Piotr Klichta zapytał czy ta uchwała w jakikolwiek sposób zablokuje podejmowanie działań przez stowarzyszenie? Chodzi o to, aby później, po dopełnieniu przez stowarzyszenie wszelkich formalności nie było tłumaczenia, że rada uchwałę już podjęła. Powiedział, że po uzyskaniu takich wyjaśnień będzie mógł świadomie głosować.

 

Wiesława Czogała – likwidacja szkoły i założenie szkoły są to dwie niezależne decyzje. To czy stowarzyszenie założy szkołę, to od nas nie zależy, lecz od tego czy spełni określone warunki wynikające z ustawy o systemie oświaty, bez względu na to, czy zlikwidujemy szkołę czy też nie. Inną sprawą jest finansowanie. Jest to trudna sprawa, bo okazuje się, że prawdopodobnie nie będzie możliwe finansowanie szkoły od 1 września gdyż nie został spełniony warunek, bo do końca września roku poprzedniego stowarzyszenie nie podało liczby uczniów zapisanych do szkoły.

Józef Maślanka – występują tu dwie sprawy. Jedną jest likwidacja szkoły. Ustawodawca o likwidacji mówi, że najpierw musi być podjęta uchwała tzw. intencyjna, która wszczyna procedurę likwidacji szkoły. W uchwale tej należy wskazać, co zamierza się zrobić również z mieniem. Decyzje o likwidacji będą mogły być podejmowane po podjęciu uchwały. Oddzielne przepisy określają jak działać, aby otrzymać dotacje. Tak to jest z dotacjami, że planuje się je z pewnym wyprzedzeniem. Ta szkoła prawdopodobnie na taką dotację się na „załapie”. Zobowiązuję się ten temat do następnej sesji rozeznać.

 

Andrzej Kubiczak – padł wniosek Janusza Brzeźniaka, aby przesunąć podjęcie uchwały na sesję lutową. Kto jest za przyjęciem wniosku?

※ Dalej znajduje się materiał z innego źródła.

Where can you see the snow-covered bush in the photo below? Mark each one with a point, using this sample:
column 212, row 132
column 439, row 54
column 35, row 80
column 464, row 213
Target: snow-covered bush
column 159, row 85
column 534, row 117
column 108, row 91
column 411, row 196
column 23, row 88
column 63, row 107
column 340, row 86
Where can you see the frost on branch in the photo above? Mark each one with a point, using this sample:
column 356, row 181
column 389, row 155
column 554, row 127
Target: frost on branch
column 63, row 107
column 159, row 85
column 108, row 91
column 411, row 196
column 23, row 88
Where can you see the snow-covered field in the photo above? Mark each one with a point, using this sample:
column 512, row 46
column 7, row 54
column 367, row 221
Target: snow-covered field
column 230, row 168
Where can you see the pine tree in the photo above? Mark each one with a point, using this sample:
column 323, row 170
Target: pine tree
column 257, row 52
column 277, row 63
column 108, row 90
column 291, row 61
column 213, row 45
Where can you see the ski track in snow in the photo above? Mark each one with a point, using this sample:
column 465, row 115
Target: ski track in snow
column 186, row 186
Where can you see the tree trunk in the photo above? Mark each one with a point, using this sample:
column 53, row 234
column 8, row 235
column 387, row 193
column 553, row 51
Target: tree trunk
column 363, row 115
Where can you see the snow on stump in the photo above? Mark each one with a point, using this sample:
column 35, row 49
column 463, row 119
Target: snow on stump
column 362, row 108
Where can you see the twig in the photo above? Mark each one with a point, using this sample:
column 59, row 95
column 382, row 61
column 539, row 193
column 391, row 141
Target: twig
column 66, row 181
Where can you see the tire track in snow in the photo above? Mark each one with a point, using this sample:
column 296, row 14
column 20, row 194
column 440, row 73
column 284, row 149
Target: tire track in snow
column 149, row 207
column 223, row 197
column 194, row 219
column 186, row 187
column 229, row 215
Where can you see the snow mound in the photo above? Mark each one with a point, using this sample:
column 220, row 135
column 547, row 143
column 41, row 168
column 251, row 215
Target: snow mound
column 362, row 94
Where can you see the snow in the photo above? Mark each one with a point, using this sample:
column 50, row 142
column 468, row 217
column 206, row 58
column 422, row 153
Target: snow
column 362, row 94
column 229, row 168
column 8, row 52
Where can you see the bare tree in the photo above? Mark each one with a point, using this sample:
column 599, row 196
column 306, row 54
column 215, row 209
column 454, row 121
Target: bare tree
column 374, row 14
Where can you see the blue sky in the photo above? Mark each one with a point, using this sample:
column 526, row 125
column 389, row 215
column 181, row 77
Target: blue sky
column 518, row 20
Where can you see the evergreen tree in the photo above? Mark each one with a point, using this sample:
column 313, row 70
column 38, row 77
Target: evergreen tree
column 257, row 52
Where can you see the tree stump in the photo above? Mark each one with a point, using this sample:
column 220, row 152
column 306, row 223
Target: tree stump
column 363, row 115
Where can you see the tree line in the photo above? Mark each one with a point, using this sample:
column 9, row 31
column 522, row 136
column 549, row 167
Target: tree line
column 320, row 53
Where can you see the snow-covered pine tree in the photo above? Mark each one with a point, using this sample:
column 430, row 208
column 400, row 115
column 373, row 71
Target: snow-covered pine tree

Za wnioskiem było 14 głosów, 1 głos był przeciw.

 

Manfred Wrona - proszę, aby pomóc powstającym stowarzyszeniom. Władzom powinno zależeć na tym, aby te stowarzyszenia szkoły uruchomiły.

 

Tadeusz Koral – zacytowałem opinię Marka Jurka nie po to, aby zachęcać do naginania prawa, ale aby zdrowo podchodzić do prawa.

6.4. zmiany uchwały o przyjęciu Gminnego Programu Profilaktyki i Rozwiązywania Problemów Alkoholowych na 2007 rok.

Przewodniczący Komisji Oświaty.. Janusz Brzeźniak powiedział, że komisja w sprawie projektu uchwały wydała pozytywną opinię.

Przewodnicząca Komisji Rolnictwa.. Marcelina Waśniowska powiedziała, że komisja również wydała pozytywną opinię. Zawnioskowano jedynie, aby w ostatnim zdaniu §1 dopisać „finansowanie i rozliczanie przejazdu”.

 

Rita Serafin – w związku z tym wnoszę autopoprawkę

 

Andrzej Kubiczak odczytał projekt uchwał sygnalizując, że w dacie podjęcia uchwały nr IV/21/2006 wkradł się błąd. Zapisano, że uchwałę podjęto 21.12.2007r. a winna być data 21.12.2006r.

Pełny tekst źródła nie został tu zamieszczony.